There is a theorem called the Inscribed Angle Theorem that says the measure of an inscribed angle (an angle whose vertex is on the circumference of the circle) is equal to half the measure of the arc it is facing. This means:

`/_BAC = (arc BC)/2`

This angle is also the exterior angle to the triangle `Delta ACE` and is equal to `/_ACD + /_E`:

`/_ BAC = /_ACD + /_E`

`(arc BC)/2= /_ACD + /_E`

`(arc BC)/2 = /_ACD + 40^@` `color(red)((Equation- 1)`

We also know that:

`arc BC + arc AB + arc CD + arc AD = 360^@`

because they are equal to one time around the circle. But the problem statement says that `arc AC, arc BC, and arc CD` are equal. Therefore,

`arc BC + arc BC + arc BC + arc AD = 360^@`

`3 arc BC + arc AD = 360^@`

`3arc BC=360^@-arc AD`

`arc BC=(360^@- arc AD)/3` `color(red)((Equation- 2)`

From(Equation 1):

`/_ACD = (arc BC)/2 - 40^@`

Also because `/_ACD` is an inscribed angle, it is equal to half of `arc AD`.

`/_ACD = (arc AD)/2`

We set these two equations equal to each other:

`(arc BC)/2-40=(arc AD)/2`

We plug in measure of `arc BC` from (Equation 2)

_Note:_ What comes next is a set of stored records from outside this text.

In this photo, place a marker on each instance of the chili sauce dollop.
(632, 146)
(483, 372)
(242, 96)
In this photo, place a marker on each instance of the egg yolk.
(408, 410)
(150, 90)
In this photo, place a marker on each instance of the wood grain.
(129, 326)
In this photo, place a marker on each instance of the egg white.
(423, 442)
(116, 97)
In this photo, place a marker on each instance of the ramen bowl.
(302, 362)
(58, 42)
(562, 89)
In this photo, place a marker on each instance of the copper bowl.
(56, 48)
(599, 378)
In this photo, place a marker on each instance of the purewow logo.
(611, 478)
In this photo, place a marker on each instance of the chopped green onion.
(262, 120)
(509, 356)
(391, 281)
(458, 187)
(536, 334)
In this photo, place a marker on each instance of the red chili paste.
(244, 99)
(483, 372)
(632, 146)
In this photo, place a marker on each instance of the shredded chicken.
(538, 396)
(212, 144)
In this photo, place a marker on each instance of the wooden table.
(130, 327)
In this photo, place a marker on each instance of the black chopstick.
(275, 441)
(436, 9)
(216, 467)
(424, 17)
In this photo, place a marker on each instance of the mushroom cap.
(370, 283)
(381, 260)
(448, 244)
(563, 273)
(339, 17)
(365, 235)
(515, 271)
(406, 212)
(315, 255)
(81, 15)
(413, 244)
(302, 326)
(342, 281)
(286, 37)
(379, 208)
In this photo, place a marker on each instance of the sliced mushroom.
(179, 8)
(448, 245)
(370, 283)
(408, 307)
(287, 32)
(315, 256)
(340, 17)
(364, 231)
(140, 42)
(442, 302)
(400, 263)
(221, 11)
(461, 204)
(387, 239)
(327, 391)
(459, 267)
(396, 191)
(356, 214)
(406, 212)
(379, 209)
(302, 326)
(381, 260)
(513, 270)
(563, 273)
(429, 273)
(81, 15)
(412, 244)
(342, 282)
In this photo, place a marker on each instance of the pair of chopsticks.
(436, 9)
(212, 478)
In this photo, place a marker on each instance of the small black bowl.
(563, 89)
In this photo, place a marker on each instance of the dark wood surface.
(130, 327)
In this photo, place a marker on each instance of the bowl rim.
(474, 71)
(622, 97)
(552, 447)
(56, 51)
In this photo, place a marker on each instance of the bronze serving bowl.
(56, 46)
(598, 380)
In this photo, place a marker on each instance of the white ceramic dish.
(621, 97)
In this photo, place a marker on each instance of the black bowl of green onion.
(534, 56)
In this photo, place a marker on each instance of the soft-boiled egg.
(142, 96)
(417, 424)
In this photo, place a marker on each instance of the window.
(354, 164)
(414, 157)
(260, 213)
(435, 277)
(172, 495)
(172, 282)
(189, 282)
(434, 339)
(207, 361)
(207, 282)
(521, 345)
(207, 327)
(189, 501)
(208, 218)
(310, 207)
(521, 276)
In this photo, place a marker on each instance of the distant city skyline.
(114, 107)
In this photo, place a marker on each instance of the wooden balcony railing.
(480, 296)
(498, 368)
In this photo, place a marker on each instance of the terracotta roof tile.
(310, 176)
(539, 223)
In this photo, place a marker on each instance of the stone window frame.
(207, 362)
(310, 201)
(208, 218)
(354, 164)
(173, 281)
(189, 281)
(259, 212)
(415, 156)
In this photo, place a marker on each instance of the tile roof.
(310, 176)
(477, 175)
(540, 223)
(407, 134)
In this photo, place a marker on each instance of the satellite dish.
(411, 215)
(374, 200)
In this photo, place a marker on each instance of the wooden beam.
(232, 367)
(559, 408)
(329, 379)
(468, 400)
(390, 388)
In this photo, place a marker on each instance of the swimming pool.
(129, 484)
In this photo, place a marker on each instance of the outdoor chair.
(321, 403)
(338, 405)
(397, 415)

`((360^@- arc AD)/3)/2-40=(arc AD)/2`

`(360^@- arc AD)/6-40=(arc AD)/2`

`(360^@ - arc AD - 240)/6=(arc AD)/2`

`(120^@- arc AD)/6=(arc AD)/2`

`240^@-2arc AD=6arcAD`

`240^@=8arcAD`

`arcAD=240^@/8=30^@`

`/_ACD=(arc AD)/2=30^@/2=15^@`

The answer to your question for a blueprint to finding information is that you need to go over the theorems about various types of angles in and around circles and understand them. Once you do that you can spot the information you are looking for in a given problem or figure.